(O Coiso)
Quando eu era pequenina, havia coisas muito erradas que eu dizia com toda a propriedade.
– Pai, a gente vamos à praia?
E ele, para quem devia ser obrigatório que nada fosse obrigatório, via-se obrigado a introduzir alguma rectitude na minha linguagem, como um ortopedista das palavras.
– O quê?
A cabeça lá no alto, a mão incrédula, atrás da orelha, os olhos fechados, noutra direcção, como se eu já não estivesse bem ali, ou tivesse desaparecido, engolida pelos tacos de madeira acabados de encerar.
– Pai, depois do almoço a gente vamos…
– Quê?
Aí eu ficava tão triste, mas tão triste, e emendava na hora, pai nós vamos à praia, nós vamos ao cinema, nós vamos jantar fora com os tios e os primos? Ao que ele respondia, com toda a serenidade do mundo, que eu podia dizer “a gente” à vontade, desde que o sujeito concordasse com o verbo. Tanta ortodoxia era complicada para mim. Mas para ele estava fora de questão usar aquela explicação clássica: agente é da polícia. Isso é que não. Isso é que nunca. Teria sido pior a emenda que o soneto. Os polícias nunca se chamam. Não se mencionam. Não se lhes dirige a palavra. Não se põem palavrões na boca de uma criança.

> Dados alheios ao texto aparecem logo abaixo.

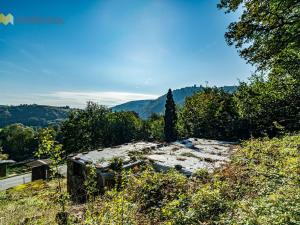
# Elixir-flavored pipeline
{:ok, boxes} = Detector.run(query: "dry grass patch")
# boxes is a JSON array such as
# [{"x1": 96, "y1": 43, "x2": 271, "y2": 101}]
[{"x1": 0, "y1": 179, "x2": 66, "y2": 225}]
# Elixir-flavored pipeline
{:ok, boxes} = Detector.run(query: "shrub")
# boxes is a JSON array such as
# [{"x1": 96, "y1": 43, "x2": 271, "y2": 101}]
[
  {"x1": 188, "y1": 185, "x2": 227, "y2": 222},
  {"x1": 126, "y1": 168, "x2": 189, "y2": 216},
  {"x1": 95, "y1": 190, "x2": 140, "y2": 225}
]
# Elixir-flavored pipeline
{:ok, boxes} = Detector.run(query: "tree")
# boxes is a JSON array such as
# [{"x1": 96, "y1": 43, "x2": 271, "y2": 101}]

De maneira que a gente vai. A gente gosta. A gente aprende.
Até que um dia a gente diz, quando não sabe o que há de dizer:
– O coiso.
– O coiso?
Aí o meu pai nem se pergunta se terá ouvido mal. Nem se dá ao trabalho de fazer aquele número da orelha. Declara o estado de emergência, suspende o proibido proibir e só não me lava a boca com sabão azul porque há ocasiões em que um olhar basta.
Deve ter sido aí que percebi que o coiso era um insulto à inteligência, uma falha perdida. Uma aberração.
(Tentei, mas não chegou a tempo a ilustração para o inominável. Então fica este belo e bem vermelho C, de coiso, cozinho, e muitas mais coisas mais começadas por C que agora não vou para aqui chamar, que é preciso manter a cabeça fria, e o decoro também).